= Beit HaKerem (Bible) =

Biblical place associated with the Tribe of Judah

Beit HaKerem, Beth-haccerem (בית הכרם, lit. "house of the vineyard"; Beth HakKerem in Biblical Hebrew) is a biblical place associated with the Tribe of Judah.

==Bible and Talmud==
According to Jeremiah 6:1, the trumpet sounded against the invading army of Babylon at this place.

Beit Hakerem was a district center during the Persian period and is mentioned in the Book of Nehemiah as one of the towns resettled by the Jewish exiles returning from the Babylonian captivity and who helped to construct the walls of Jerusalem during the reign of Artaxerxes I (Xerxes; ). Nehemiah further records that those returnees were the very descendants of the people who had formerly resided in the town before their banishment from the country, who had all returned to live in their former places of residence.

The Mishnah, compiled in the 2nd century CE, mentions "the valley of Beth-Kerem" being a place where there was reddish-brown earth. Likewise, the stones of the altar built in Jerusalem and the stones of the ramp that led up to the altar were taken from the valley of Beth Kerem, where they were quarried from below virgin soil and brought from thence as whole stones upon which no implement of iron had been lifted up.

==Possible location==
Neubauer, citing the Church Father Jerome, writes that from Bethlehem one could see Bethacharma, thought to be the Beit HaKerem of Jeremiah.

===Ein Kerem===
Some identify Beit HaKerem with Ein Kerem.

===Ramat Rachel===
Others place Beit HaKerem south of Jerusalem, at Ramat Rachel, where cairns on the ridge may have served as beacons of old.

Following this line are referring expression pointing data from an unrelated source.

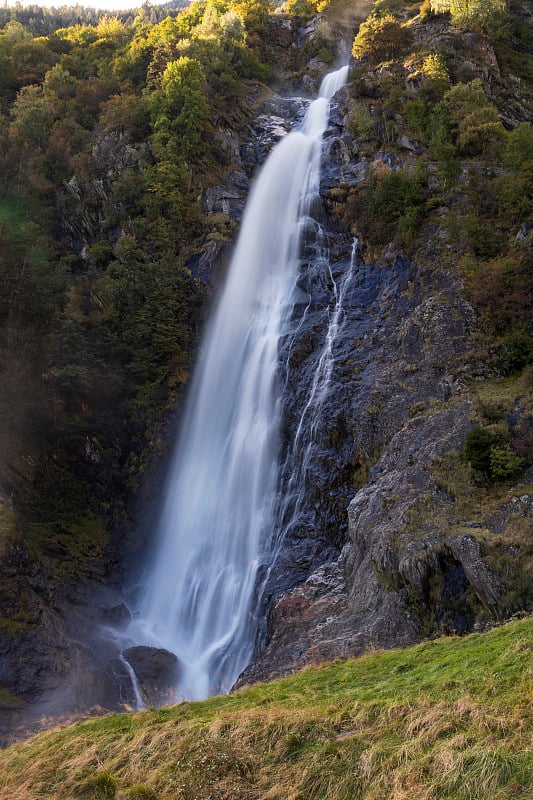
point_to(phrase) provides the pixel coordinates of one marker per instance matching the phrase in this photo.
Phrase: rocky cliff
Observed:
(388, 535)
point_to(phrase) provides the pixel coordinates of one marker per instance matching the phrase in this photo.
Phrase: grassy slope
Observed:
(451, 718)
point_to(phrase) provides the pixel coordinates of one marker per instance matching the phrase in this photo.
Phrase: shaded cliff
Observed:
(397, 351)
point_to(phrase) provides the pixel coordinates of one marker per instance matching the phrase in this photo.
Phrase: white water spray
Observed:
(218, 515)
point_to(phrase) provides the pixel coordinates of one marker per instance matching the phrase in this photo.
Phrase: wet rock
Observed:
(485, 583)
(119, 616)
(157, 670)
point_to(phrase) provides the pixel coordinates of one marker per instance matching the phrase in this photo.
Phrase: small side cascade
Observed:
(300, 453)
(140, 705)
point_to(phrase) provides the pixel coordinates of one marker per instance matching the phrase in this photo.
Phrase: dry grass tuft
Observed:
(447, 720)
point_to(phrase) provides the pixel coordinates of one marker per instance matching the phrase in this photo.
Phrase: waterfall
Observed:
(300, 453)
(216, 524)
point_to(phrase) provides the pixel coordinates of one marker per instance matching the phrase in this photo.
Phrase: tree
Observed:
(381, 39)
(469, 13)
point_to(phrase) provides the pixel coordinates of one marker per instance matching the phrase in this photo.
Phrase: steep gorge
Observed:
(392, 540)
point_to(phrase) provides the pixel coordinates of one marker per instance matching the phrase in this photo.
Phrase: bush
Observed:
(470, 13)
(519, 148)
(496, 462)
(516, 352)
(390, 204)
(504, 463)
(381, 39)
(477, 450)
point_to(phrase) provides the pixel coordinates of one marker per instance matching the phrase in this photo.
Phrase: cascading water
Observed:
(218, 516)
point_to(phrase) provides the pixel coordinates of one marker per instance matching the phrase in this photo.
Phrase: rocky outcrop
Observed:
(378, 553)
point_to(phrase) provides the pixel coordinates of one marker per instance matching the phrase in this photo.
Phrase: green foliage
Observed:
(140, 792)
(390, 204)
(505, 465)
(381, 39)
(470, 13)
(101, 786)
(447, 718)
(474, 120)
(516, 350)
(478, 446)
(518, 152)
(495, 461)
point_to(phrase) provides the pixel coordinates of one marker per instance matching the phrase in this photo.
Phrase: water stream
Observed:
(216, 525)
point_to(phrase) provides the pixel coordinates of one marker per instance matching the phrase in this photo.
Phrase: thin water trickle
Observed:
(200, 593)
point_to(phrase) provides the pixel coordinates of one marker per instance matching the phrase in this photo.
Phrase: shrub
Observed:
(474, 119)
(478, 445)
(381, 39)
(504, 463)
(391, 203)
(519, 147)
(516, 352)
(470, 13)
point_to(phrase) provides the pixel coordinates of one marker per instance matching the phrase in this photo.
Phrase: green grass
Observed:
(446, 719)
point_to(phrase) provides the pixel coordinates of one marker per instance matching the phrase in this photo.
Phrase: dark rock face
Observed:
(370, 567)
(156, 669)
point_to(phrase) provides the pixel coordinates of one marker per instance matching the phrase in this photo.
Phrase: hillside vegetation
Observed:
(449, 719)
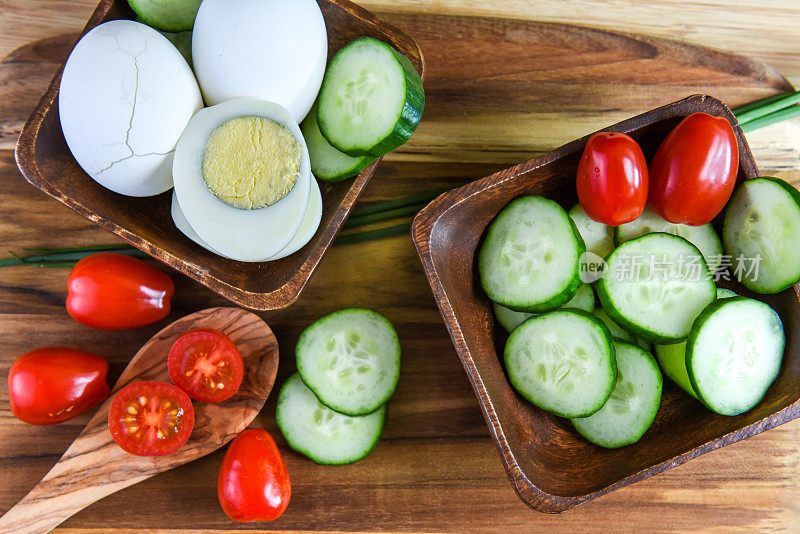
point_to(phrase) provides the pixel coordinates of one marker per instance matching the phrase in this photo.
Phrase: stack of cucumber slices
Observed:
(333, 409)
(591, 361)
(370, 102)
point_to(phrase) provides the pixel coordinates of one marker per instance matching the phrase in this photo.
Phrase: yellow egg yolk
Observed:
(251, 162)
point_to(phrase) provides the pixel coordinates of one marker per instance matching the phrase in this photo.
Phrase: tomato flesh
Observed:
(151, 418)
(206, 365)
(693, 173)
(253, 483)
(54, 384)
(116, 292)
(612, 178)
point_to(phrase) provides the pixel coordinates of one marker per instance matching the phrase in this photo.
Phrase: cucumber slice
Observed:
(672, 359)
(633, 404)
(598, 238)
(371, 99)
(617, 332)
(734, 353)
(167, 15)
(703, 237)
(325, 436)
(350, 359)
(327, 163)
(510, 319)
(599, 241)
(763, 221)
(655, 286)
(563, 362)
(529, 259)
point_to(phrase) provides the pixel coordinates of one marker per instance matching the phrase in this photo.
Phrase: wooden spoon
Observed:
(94, 466)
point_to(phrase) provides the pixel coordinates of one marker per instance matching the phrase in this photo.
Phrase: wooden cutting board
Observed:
(498, 92)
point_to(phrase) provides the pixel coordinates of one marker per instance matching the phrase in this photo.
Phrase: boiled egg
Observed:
(243, 178)
(307, 229)
(275, 50)
(126, 95)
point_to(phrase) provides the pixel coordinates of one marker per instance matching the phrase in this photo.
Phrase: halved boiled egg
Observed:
(243, 178)
(307, 230)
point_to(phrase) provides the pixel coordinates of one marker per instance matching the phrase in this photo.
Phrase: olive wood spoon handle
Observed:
(94, 466)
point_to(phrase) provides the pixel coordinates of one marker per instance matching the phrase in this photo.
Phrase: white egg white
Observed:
(239, 234)
(126, 95)
(307, 230)
(275, 50)
(309, 225)
(186, 229)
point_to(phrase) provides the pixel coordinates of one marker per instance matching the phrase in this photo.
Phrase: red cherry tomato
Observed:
(150, 418)
(206, 365)
(115, 292)
(694, 170)
(53, 384)
(612, 178)
(253, 482)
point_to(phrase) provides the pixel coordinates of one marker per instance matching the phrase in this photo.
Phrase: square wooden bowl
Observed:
(45, 160)
(550, 465)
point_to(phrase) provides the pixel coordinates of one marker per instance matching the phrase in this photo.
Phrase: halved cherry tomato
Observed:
(694, 170)
(116, 292)
(206, 365)
(151, 418)
(53, 384)
(612, 178)
(253, 482)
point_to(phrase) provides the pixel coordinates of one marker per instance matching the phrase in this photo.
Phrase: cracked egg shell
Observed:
(126, 95)
(235, 233)
(307, 230)
(275, 50)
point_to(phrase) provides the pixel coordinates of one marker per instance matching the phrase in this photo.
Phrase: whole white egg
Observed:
(126, 95)
(273, 50)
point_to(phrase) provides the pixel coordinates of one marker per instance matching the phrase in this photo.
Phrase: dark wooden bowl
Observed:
(550, 465)
(46, 162)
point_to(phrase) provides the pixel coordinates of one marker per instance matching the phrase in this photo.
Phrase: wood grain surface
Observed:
(436, 468)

Archaeological finds at Ramat Rachel have yielded dozens of seal impressions on jar handles from the 4th-3rd centuries BCE bearing the inscription yehud, the official name of the province of Judah in this period.

===Near Tekoa===
Beit HaKerem being described in Jeremiah 6:1 as a beacon station and right after a verse mentioning Tekoa, makes others identify it with the mount where Herod later built Herodium, southeast of Bethlehem on the road leading from Jerusalem to Tekoa.